T. B. : Pinkerton est un personnage très riche et ambivalent : il était abolitionniste et fichait tout le monde. Progressiste et professionnel du soupçon. On s’est énormément documentés. Goscinny prenait beaucoup plus de liberté avec la réalité historique que nous. Un type qui meurt en se mordant la langue – je parle de Pinkerton – c’est quand même un rêve pour un scénariste.

Lucky Luke contre Pinkerton, par Achdé, Daniel Pennac et Tonino Benacquista.

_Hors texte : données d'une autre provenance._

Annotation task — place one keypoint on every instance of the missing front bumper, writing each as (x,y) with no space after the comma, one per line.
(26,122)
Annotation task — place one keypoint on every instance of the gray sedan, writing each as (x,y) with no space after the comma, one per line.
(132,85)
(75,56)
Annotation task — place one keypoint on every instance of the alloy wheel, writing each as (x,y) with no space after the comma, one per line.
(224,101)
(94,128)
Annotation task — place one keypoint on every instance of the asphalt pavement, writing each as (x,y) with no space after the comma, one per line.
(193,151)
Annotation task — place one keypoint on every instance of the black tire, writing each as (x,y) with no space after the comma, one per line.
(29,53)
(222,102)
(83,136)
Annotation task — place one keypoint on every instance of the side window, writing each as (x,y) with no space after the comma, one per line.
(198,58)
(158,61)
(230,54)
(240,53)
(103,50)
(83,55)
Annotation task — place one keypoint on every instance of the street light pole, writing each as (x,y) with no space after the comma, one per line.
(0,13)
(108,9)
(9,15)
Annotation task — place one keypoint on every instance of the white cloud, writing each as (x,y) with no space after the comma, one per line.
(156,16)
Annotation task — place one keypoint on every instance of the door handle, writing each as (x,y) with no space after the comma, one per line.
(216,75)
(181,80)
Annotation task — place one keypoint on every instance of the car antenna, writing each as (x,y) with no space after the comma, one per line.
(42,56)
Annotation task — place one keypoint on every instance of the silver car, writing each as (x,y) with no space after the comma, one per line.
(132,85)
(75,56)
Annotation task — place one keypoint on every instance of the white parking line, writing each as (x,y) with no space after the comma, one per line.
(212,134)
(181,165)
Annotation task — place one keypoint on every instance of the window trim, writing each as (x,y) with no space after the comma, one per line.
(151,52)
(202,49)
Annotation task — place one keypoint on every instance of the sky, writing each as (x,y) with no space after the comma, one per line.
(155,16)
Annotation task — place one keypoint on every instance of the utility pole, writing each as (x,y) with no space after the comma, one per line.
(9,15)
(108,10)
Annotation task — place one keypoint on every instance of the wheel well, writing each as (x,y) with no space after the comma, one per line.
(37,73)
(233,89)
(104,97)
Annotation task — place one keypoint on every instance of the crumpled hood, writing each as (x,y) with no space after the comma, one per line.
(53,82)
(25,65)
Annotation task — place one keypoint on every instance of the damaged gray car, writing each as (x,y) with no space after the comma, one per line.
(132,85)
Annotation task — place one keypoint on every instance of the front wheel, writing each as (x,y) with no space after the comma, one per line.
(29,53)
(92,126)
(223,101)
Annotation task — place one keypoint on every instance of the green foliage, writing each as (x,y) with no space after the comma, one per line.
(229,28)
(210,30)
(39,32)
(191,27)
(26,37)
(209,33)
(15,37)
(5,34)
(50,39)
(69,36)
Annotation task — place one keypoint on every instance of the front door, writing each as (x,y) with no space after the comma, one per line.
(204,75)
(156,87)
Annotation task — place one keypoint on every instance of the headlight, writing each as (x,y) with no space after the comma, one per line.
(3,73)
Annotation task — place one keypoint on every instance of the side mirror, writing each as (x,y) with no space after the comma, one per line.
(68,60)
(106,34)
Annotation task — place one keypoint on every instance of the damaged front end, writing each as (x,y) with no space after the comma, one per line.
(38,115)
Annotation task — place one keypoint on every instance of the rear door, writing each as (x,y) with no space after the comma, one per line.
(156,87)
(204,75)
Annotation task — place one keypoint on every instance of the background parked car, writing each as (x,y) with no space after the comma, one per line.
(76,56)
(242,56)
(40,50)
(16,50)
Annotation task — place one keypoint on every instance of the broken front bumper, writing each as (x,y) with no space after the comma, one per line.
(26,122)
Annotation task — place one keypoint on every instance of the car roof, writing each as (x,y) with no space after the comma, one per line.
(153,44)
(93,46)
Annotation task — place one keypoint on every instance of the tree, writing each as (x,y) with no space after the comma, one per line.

Dargaud. En librairie le 15 octobre.

Commencer une histoireà

T. B. : Il faut une situation classique et, au début de la deuxième page, il doit y avoir une surprise. Au départ, on ne peut écrire d’une façon aussi découpée. D’abord, on trouve le thème, ensuite on élabore un plan très précis, après on se partage le boulot. Puis on affine pour tomber sur 48 pages et pour rythmer les fins et les débuts de chacune.

D. P. : Le texte, c’est nous. Le gamin qui lit, c’est une idée d’Achdé, le dessinateur. Cette mise en abyme est très astucieuse. Régulièrement, on laissait des moments où Achdé pouvait imaginer ce qu’il voulait.

Les Experts Mis en cases

T. B. : J’avais lu un bouquin, que j’avais adoré, sur la police scientifique. Je m’en suis inspiré pour écrire ce en quoi consiste cette technique de travail. Mais c’est Achdé qui a dessiné David Caruso [un des héros de la série]. On ne lui avait rien demandé.

Délits de faciès

T. B. : La seule demande que l’on a faite à Achdé, c’est de nous dessiner en hors-la-loi. On a même choisi nos noms : Dan Penbig et Tony Wellquist. Dans une première version, il y avait le montant de la récompense. Je valais beaucoup plus cher que Daniel car je suis beaucoup plus méchant. Il était furieux. Son ego en a pris un coup.

Cours de français

D. P. : Evidemment, l’idée est de moi. Elle vient de la rumeur de Baltimore, selon laquelle le président Lincoln allait être assassiné. La rumeur est historiquement vraie. Aux Etats-Unis, quand un type est assassinable, il est assassiné. J’ai donc imaginé un cours de français sur le passé, le futur et le conditionnel.